The painting with watercolors and the acrylic, that is new to me. I like actually making something physical and seeing it hanging on the walls. That, to me, is a good thing that I remember. Some of them require, for me, a lot of mental thinking about what goes with the colors. I mean, it’s simple – but that has really helped me.
How Michelle Finds Hope As A Caregiver
As Lorrell’s wife and his caregiver, finding hope is equally essential to Michelle. She said “Hope has been a struggle but, luckily, I think in our family we have always practiced finding joy. Now, I find joy in everyday simple things. There’s just so much joy everywhere, and that gives me hope that I can get through the next day – because sometimes, the days are really, really tough. I think hope is literally just finding joy in every day”.
Michelle and Lorrell would encourage other families living with a TBI like they are to find a place like Oakwood. In the beginning, Michelle admits that the caregiving journey is a rather lonesome one. Her suggestion to other caregivers who may be new in their role is to reach out for help and find support groups.
Michelle also recommends to other caregivers that they find something they love that offers an escape from the world of TBI. Since becoming Lorrell’s caregiver, Michelle always makes sure she takes time for herself to enjoy some of the activities she loves most, such as line dancing, rowing, and listening to crime podcasts.
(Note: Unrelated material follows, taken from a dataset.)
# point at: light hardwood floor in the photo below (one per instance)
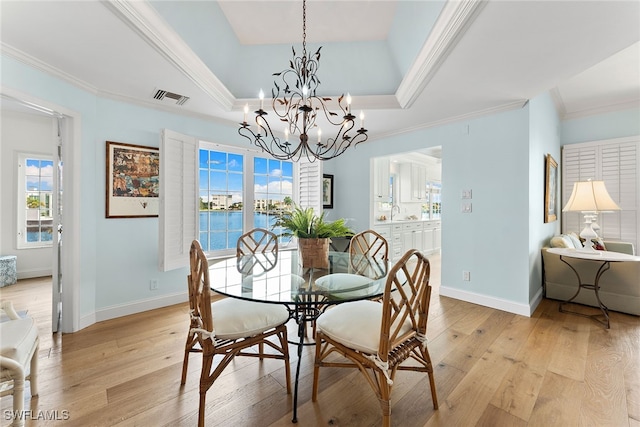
(492, 369)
She understands how quickly caregiving can suck someone under, given the round-the-clock, 24/7 responsibilities; however, Michelle also recognizes that she can be a better caregiver for her husband when she can designate time to recharge and take care of herself.
Try and find resources like this. This program, Oakwood, has been life-changing for me because it has been so isolating the last few years.
Showing Support To TBI Survivors & Families
The effects of TBI can vary from person to person, with no two cases being exactly alike. For someone who has never experienced it, Lorrell and Michelle would encourage an understanding of knowing there are varying degrees of TBI. Some survivors may be able to engage in full-length conversations, while others may need more time to process and put together smaller words. In many cases, overstimulation can create communication barriers that lead to feelings of disengagement, exhaustion, anxiety, or aggression. Speaking in short and concise sentences may help avoid situations like these.
More importantly, both Michelle and Lorrell would encourage others to engage in conversations directly with the TBI survivor, versus looking immediately to their caregivers. For example, instead of asking their spouse or son/daughter how they are doing, invite the TBI survivor into the conversation by asking them directly how they are feeling, where they want to go, or what they would like to do for the day.
You’ve got to celebrate the new person. Find the good things you are in sync with now. Be understanding of their personality. Take him out, engage with him, and ask him the questions.
Above all else, Lorrell and Michelle wish for others to recognize that, while a brain injury is internal and the effects might not be outwardly noticeable, it should still be treated the same as any other illness or disability – with patience, love, and kindness.